IC Funded's branding, name and homepage testimonials ("they chose IC Markets, the broker I already use") sit close enough to IC Markets, the large ASIC-regulated broker, that an independent review site (ghosttraders.co) went and asked both companies directly whether they're connected. IC Funded's answer: "Raw Trading Ltd. has a cooperative relationship with IC Funded; however, they are separate companies, each operating independently," and elsewhere, "in the legal and commercial field they are totally different companies, which have a commercial relationship." Neither statement explains why a new prop firm would pick a name, logo style and colour scheme this close to an existing broker's, and neither company volunteers one.
SwingFish contacted IC Funded's own support chat directly and asked whether their challenges and funded accounts run on IC Markets price feeds. Their answer: "We do not use ICMarkets price feeds. Our challenges and funded accounts run in a simulated environment, and the exact price feed provider is not specified in our rules." That's a step back from the "cooperative relationship" language given to ghosttraders: not just "separate companies," but a refusal to name who actually feeds the prices.
We also reached out to IC Markets directly about it. No transcript was kept for that conversation, but the substance matched what ghosttraders got: separate companies, and when pressed on why a well-established broker would let a much newer, unrelated firm trade this close to its name and reputation, the answer amounted to "we're not the same, we just have a similar logo," with nothing further offered.
IC Funded prohibits "Martingale / Grid strategies (abusive use)," defined only as "increasing position size aggressively after losses" that creates "uncontrolled risk exposure." We put that definition to their support chat directly, on July 13, 2026:
- Asked whether 1 lot followed by 3 lots after a 3-pip drop, on a 100k account, with the combined position risking 0.2% of the account if the stop is hit, would qualify: "Yes, that example can qualify as prohibited... it's a 3x size jump while in loss."
- Asked to put a number on "aggressive": "We do not define 'aggressive' with a specific number (for example, a fixed lot multiplier or a set % increase)."
- Pointed out that a 4-pip stop on 0.2% max account risk isn't uncontrolled by any objective measure: the answer didn't move: "the key is not whether slippage is negligible or the SL is 4 pips... [it's] whether the pattern is 'increasing position size aggressively after losses'."
- A second, smaller example (0.5 lot plus six 0.1 lot adds below) also got: "Yes, that example would likely be a violation."
Five exchanges, and every one of them landed on "it depends on the behaviour," never a number. Scaling into a position while it's red is a completely normal technique for a huge share of traders, and by IC Funded's own answers, a mathematically trivial version of it can still be called a breach after the fact.
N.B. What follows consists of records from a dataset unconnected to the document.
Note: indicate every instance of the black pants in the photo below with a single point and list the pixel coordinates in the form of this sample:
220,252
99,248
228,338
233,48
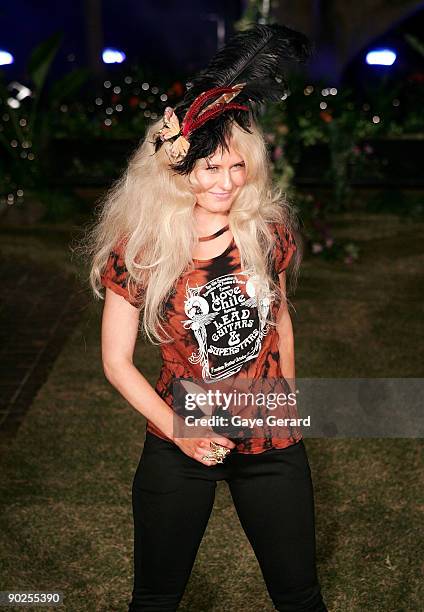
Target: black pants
173,496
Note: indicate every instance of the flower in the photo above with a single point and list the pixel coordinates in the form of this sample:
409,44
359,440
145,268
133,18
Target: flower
282,128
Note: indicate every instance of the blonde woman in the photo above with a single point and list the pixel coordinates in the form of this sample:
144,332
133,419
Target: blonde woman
192,246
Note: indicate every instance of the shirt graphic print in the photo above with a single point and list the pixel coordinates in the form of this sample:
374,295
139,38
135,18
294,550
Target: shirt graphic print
219,327
228,326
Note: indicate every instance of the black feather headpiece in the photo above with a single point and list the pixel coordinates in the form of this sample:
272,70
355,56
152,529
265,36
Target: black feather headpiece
249,70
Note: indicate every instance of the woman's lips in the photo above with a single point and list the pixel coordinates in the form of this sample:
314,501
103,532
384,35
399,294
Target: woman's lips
221,196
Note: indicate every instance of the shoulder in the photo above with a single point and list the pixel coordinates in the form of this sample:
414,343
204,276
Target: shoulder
115,275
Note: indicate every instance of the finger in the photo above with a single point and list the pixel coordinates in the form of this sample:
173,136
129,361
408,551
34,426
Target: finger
224,441
199,454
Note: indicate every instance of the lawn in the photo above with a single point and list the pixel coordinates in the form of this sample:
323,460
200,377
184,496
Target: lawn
66,519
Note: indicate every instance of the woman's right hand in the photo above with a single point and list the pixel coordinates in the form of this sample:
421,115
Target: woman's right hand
196,448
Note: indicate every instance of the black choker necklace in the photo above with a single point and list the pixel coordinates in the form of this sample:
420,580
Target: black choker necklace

That's not a risk rule, it's a discretionary switch the firm can flip whenever it wants a reason to withhold a payout.
The website advertises an 80/20 profit split, bi-weekly payouts, and a challenge-fee refund "after your third payout has been processed." None of those three numbers appear anywhere in the actual Terms & Conditions, meaning none of them are things you can hold IC Funded to in writing, they're marketing copy, not contract terms.
What the Terms do contain is broad, one-sided discretion: "IC Funded retains full and sole discretion to determine whether any strategy, behavior, or activity constitutes a prohibited practice," and that determination "is final and binding." Alongside the martingale clause sit other undefined bans: "non-replicable execution strategies," "sudden strategy switching between evaluation and funded stages," and "single-trade dependency or disproportionate concentration of profits," none with a number attached. Section 15.2 separately notes that passing an evaluation "does not guarantee a funded account," which is a strange thing to spell out for a product whose entire pitch is passing the evaluation to get funded.
"Flatten Friday" is a required rule, every position closes before the weekend, full stop, while news trading is allowed intraday. Combined with leverage caps on the low side for the category (1:50 FX, 1:20 indices/metals/commodities, 1:2 crypto), that rules out a fair chunk of standard swing technique before the martingale ambiguity even comes into play. If your style depends on carrying a position through the weekend, this firm structurally doesn't support it, regardless of how the risk rules get interpreted.
IC Funded has a number of negative reviews online. On their own, that means less than it looks like: every prop firm, including the good ones, collects complaints from traders who got breached and are angry about it. What moves this past "the usual noise" is that the vague, undefined enforcement language traders would need for a complaint to have teeth is confirmed, in writing, directly from the firm's own Terms and its own support chat. The reviews aren't the evidence here, the rules are.